‘Blue wall of silence’: When the sexual assault suspect is a police officer

MINNEAPOLIS (MN)
Star Tribune

March 28, 2020

By Briana Bierschbach

Former Pine County Sheriff’s Office clerk is now the face behind a bill to mandate that the BCA investigate allegations of sexual assault by officers.

Elisabeth Samson Lee sat alone in her office one quiet afternoon stuffing envelopes when a co-worker came up behind her, reached into her lap and rubbed his fingers across her crotch before grabbing an envelope.

Horrified, she shot up and pushed her way past the man, who was blocking her cubicle.

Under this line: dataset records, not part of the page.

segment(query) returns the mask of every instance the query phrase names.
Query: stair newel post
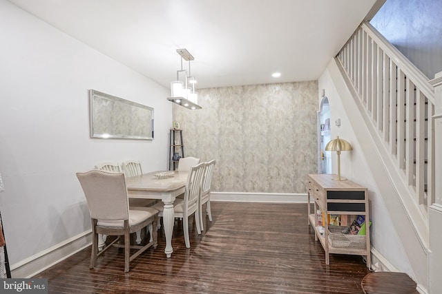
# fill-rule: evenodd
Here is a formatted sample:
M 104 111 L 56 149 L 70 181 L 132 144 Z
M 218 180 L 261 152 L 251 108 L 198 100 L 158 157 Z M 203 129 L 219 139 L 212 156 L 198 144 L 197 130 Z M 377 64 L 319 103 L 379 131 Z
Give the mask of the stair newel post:
M 432 116 L 434 136 L 434 179 L 442 178 L 442 72 L 434 75 L 430 83 L 434 87 L 434 114 Z M 430 220 L 430 292 L 437 293 L 442 288 L 440 265 L 442 264 L 442 181 L 434 181 L 434 200 L 428 209 Z

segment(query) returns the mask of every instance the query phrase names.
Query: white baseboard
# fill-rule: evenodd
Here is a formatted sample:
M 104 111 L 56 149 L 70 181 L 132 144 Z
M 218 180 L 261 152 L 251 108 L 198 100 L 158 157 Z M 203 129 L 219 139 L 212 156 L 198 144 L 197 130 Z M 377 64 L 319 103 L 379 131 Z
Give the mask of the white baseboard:
M 57 264 L 92 244 L 88 230 L 11 265 L 12 277 L 29 278 Z
M 306 193 L 211 192 L 211 201 L 307 203 Z

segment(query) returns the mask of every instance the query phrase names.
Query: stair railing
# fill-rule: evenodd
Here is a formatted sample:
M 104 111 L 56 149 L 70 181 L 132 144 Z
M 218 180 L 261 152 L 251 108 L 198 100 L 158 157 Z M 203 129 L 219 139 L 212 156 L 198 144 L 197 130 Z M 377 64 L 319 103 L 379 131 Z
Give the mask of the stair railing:
M 434 202 L 434 90 L 369 23 L 337 56 L 425 216 Z

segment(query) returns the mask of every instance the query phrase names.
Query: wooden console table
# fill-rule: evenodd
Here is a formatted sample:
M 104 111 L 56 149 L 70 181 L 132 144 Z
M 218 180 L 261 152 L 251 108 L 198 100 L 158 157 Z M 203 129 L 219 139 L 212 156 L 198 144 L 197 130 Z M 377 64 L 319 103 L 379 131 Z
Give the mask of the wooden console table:
M 367 256 L 367 267 L 371 266 L 370 258 L 370 228 L 368 191 L 367 189 L 360 186 L 350 180 L 335 180 L 336 175 L 332 174 L 309 174 L 307 176 L 307 199 L 308 199 L 308 222 L 311 224 L 315 231 L 315 240 L 319 240 L 325 251 L 325 263 L 329 264 L 330 253 L 351 254 Z M 314 210 L 310 212 L 310 198 L 314 198 Z M 327 217 L 324 218 L 324 234 L 322 235 L 316 227 L 316 211 L 320 209 L 325 216 L 328 214 L 339 215 L 363 215 L 365 217 L 366 233 L 365 246 L 352 244 L 353 238 L 364 240 L 361 235 L 343 235 L 344 238 L 349 240 L 348 244 L 334 246 L 330 239 L 330 231 Z M 330 226 L 332 227 L 333 226 Z M 353 243 L 355 244 L 355 243 Z

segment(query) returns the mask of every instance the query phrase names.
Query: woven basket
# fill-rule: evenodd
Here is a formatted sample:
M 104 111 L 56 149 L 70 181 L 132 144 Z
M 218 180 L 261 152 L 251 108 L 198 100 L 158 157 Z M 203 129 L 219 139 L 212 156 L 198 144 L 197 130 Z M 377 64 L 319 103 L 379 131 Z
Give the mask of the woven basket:
M 365 249 L 367 239 L 364 235 L 349 235 L 345 231 L 347 227 L 329 226 L 329 241 L 335 248 L 351 248 Z

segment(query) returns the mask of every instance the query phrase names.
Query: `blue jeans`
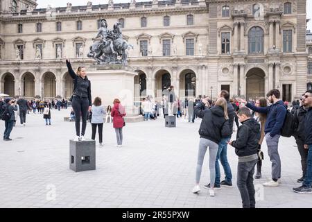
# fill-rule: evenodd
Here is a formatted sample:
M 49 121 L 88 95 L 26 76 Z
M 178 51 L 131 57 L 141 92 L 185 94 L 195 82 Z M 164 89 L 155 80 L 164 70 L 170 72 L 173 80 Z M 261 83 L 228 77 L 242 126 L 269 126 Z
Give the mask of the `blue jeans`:
M 312 184 L 312 144 L 309 145 L 308 157 L 306 158 L 306 171 L 303 186 L 311 187 Z
M 150 112 L 144 112 L 144 120 L 150 119 Z
M 4 130 L 3 139 L 10 138 L 10 133 L 11 133 L 13 129 L 14 121 L 7 120 L 5 121 L 6 130 Z
M 225 174 L 225 181 L 232 183 L 232 172 L 229 164 L 227 162 L 227 142 L 231 137 L 223 138 L 219 143 L 217 157 L 216 159 L 216 185 L 220 185 L 220 178 L 221 177 L 221 172 L 220 171 L 219 159 L 221 161 L 221 164 L 224 169 L 224 173 Z

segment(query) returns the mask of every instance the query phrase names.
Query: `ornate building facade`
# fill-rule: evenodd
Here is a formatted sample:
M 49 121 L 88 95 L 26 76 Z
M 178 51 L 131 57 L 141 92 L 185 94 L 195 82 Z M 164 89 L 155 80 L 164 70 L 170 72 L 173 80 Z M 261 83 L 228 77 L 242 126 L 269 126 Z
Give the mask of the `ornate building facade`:
M 311 82 L 306 0 L 112 0 L 38 9 L 35 1 L 8 0 L 0 7 L 0 92 L 10 96 L 69 97 L 64 58 L 87 72 L 101 18 L 110 28 L 121 23 L 135 46 L 128 64 L 139 74 L 136 100 L 173 85 L 180 98 L 214 98 L 223 89 L 254 98 L 275 87 L 291 101 Z

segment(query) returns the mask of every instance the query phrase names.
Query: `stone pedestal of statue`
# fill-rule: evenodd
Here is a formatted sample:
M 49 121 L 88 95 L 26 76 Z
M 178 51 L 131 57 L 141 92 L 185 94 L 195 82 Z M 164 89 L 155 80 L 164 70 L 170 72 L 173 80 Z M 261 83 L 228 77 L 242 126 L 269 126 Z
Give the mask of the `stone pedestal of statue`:
M 112 106 L 114 99 L 117 98 L 126 112 L 132 113 L 137 72 L 122 65 L 95 65 L 87 70 L 91 81 L 92 100 L 98 96 L 102 104 L 107 107 Z

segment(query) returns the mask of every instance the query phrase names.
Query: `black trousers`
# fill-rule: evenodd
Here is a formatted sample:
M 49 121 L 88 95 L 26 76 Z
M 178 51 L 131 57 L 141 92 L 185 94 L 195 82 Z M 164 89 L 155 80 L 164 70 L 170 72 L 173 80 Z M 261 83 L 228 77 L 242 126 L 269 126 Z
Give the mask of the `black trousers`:
M 103 142 L 103 123 L 91 123 L 92 126 L 92 136 L 91 137 L 92 139 L 95 139 L 95 135 L 96 133 L 96 126 L 98 127 L 98 137 L 99 142 Z
M 87 127 L 87 117 L 88 115 L 89 99 L 87 98 L 79 98 L 73 96 L 72 106 L 73 112 L 75 112 L 76 119 L 76 135 L 78 137 L 80 133 L 80 118 L 83 119 L 81 126 L 81 135 L 84 136 L 85 128 Z
M 301 168 L 302 169 L 302 176 L 304 177 L 306 171 L 306 159 L 308 157 L 309 149 L 304 148 L 304 142 L 298 139 L 296 139 L 297 146 L 298 148 L 299 154 L 301 157 Z
M 26 123 L 26 114 L 27 110 L 19 110 L 19 119 L 21 119 L 21 124 Z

She then asked to file a police report.

Samson Lee was in the right place: She was a records clerk working for the Pine County sheriff, and the assailant was a sergeant. The same sergeant had grabbed her from behind three weeks earlier, an incident she also reported to her supervisors. Her superiors assured her he would be reprimanded. A report wouldn’t be necessary.

“It’s not like I was going to the newspaper or something,” Samson Lee said. “I was just telling the people around me, watch out for me, protect me, I don’t feel safe here.”

After a long battle with law enforcement agencies and the courts, Samson Lee, a 54-year-old single mother of two, is now the face behind a bill to mandate that allegations of sexual assault by police officers be investigated by the Bureau of Criminal Apprehension, the statewide law enforcement agency.